On Apr 2, the heads of Canada, Mexico, and the United States unveiled a new “North American Plan for Animal and Pandemic Influenza” at the North American Leader’s Summit in Washington, D.C. And health officials in Europe today released a report on key changes to pandemic plans that European countries are considering based on lessons learned during the 2009 pandemic.
The North American plan for the first time extends pandemic planning framework to a broad range of sectors, including health, agriculture, security, and foreign affairs, the US Department of Health and Human Services (HHS) said in a press release. “Collaboration among these partners is vital for a faster response to pandemic threats,” the agency said.
The 78-page plan describes how the countries will develop and implement actions to strengthen trilateral response capabilities, including surveillance and early warning of disease outbreaks and protocols for transporting laboratory samples. HHS said Canada, Mexico, and the United States also agree to conduct joint epidemiologic investigations of viruses that have pandemic potential, including animal influenza outbreaks that pose zoonotic disease threats.
The HHS office of the Assistant Secretary for Preparedness and Response led the US efforts to develop the plan, which included a host of other US government departments and their counterparts in Canada and Mexico. HHS said the plan builds on a 2007 plan as well as on newer efforts announced at the 2009 leader’s summit, which came about 5 months into the pandemic.
Nicole Lurie, MD, HHS assistant secretary for preparedness and response, said in the statement, “H1N1 provided a stern reminder that diseases don’t respect national borders and can spread rapidly in our interconnected world, so protecting health requires cooperation and collaboration among countries.”
The plan recognizes spotty surveillance and lack of reporting of influenza in animals other than poultry, especially ones such as swine in which influenza strains can have zoonotic potential.
According to the plan, the three countries will work together and with international organizations to develop guidance for influenza surveillance systems for select animal species, as well as guidance on the characterization, case definition, and reporting of novel strains, and on triggers for public health response
Another issue the plan tackles is how to improve procedures to facilitate the cross-border transport of specimens and isolates among the countries before and during a pandemic.
Regarding countermeasures, some of the plan’s steps include exploring new financing and procurement mechanisms, investments in new and more flexible technology and manufacturing platforms, and coordinating plans for preparedness exercises. The plan also touches on sharing best practices for stockpiling.
The countries agreed to explore how to identify legal and regulatory challenges for helping each other with personnel and medical countermeasures in a public health emergency. The plan includes the establishment of liaisons from key government agencies to assist with communications between countries on policy discussions, emergency operations, and sharing surveillance and epidemiologic data.

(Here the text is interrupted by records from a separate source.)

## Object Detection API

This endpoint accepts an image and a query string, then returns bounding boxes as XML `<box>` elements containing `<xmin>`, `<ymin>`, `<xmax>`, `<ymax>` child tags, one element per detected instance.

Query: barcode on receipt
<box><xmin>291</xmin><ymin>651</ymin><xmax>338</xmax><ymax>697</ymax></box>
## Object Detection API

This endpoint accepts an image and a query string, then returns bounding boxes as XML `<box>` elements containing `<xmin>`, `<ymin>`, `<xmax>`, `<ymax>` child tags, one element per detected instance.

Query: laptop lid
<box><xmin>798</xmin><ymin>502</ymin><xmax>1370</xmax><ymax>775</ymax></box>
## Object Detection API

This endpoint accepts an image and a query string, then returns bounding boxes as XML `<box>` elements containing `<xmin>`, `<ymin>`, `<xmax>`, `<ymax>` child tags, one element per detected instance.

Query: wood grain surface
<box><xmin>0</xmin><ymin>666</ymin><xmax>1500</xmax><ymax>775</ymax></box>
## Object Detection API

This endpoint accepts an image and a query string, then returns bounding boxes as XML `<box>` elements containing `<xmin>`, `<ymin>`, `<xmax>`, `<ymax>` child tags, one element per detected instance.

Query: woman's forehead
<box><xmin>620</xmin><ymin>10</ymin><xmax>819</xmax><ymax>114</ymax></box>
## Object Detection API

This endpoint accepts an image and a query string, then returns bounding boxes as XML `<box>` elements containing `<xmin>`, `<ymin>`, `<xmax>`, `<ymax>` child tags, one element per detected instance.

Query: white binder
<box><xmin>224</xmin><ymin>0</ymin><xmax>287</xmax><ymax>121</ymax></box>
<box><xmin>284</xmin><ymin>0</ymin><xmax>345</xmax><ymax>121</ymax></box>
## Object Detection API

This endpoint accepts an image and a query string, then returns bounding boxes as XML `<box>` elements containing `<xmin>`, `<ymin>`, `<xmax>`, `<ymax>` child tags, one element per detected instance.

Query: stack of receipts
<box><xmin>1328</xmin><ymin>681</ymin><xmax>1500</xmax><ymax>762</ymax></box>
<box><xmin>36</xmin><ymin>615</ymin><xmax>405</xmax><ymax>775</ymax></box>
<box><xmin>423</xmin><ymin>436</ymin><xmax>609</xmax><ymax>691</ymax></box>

The new plan addresses border issues, with a strong emphasis on interdependence between the three countries and the need to protect infrastructure and the flow of trade among them.
While recognizing that countries have a sovereign right to control their borders, the agreement says highly restrictive measures might delay but not stop the spread of a novel flu strain within North America. It notes that less restrictive measures, such as passenger screening, might slow the spread of the virus with fewer negative consequences.
The countries said they will establish a trilateral working group on border measures to review current regulations and improve cooperation.
European lessons learned
Meanwhile, several European countries are in the process of revising their pandemic plans, based on the lessons they learned during the 2009 H1N1 pandemic.
The European Centre for Disease Prevention and Control (ECDC) today published findings from a series of four pandemic preparedness workshops that it sponsored in September and November 2011 along with the World Health Organization’s (WHO’s) Regional Office for Europe. The ECDC said the goals of the workshops was to learn what key changes countries were making and facilitate sharing lessons they’ve learned.
According to the report, 28 European member countries have evaluated their pandemic response, and 12 assessments have been posted on national government Web sites. Also, 32 more countries said they were in the process of revising their plans, and two have posted their revised versions.
Some of the areas where key changes were made or are being considered include flexibility of plans, strategies for vaccines and antivirals, and strategies for sharing information.
Changes in the pandemic plans will likely include a range of planning scenarios, not just a severe one. New policies are likely to include response triggers that are not based on WHO pandemic phase declarations, a practice that sparked controversy in some countries during the pandemic.
The 16-page report acknowledges the difficulties many countries had procuring, delivering, and communicating about vaccines and antivirals, which led to drops in public confidence in some countries. It also addresses the need for more flexible vaccine contracts, another hot-button issue during the pandemic, and the possibility that countries or groups of countries could team up on pandemic procurement contracts.
The need for better surveillance and monitoring of countermeasure use was also detailed in the report. For example, it said better systems for assessing severe disease patterns in hospitals could help more accurately gauge disease burden and better inform risk assessments.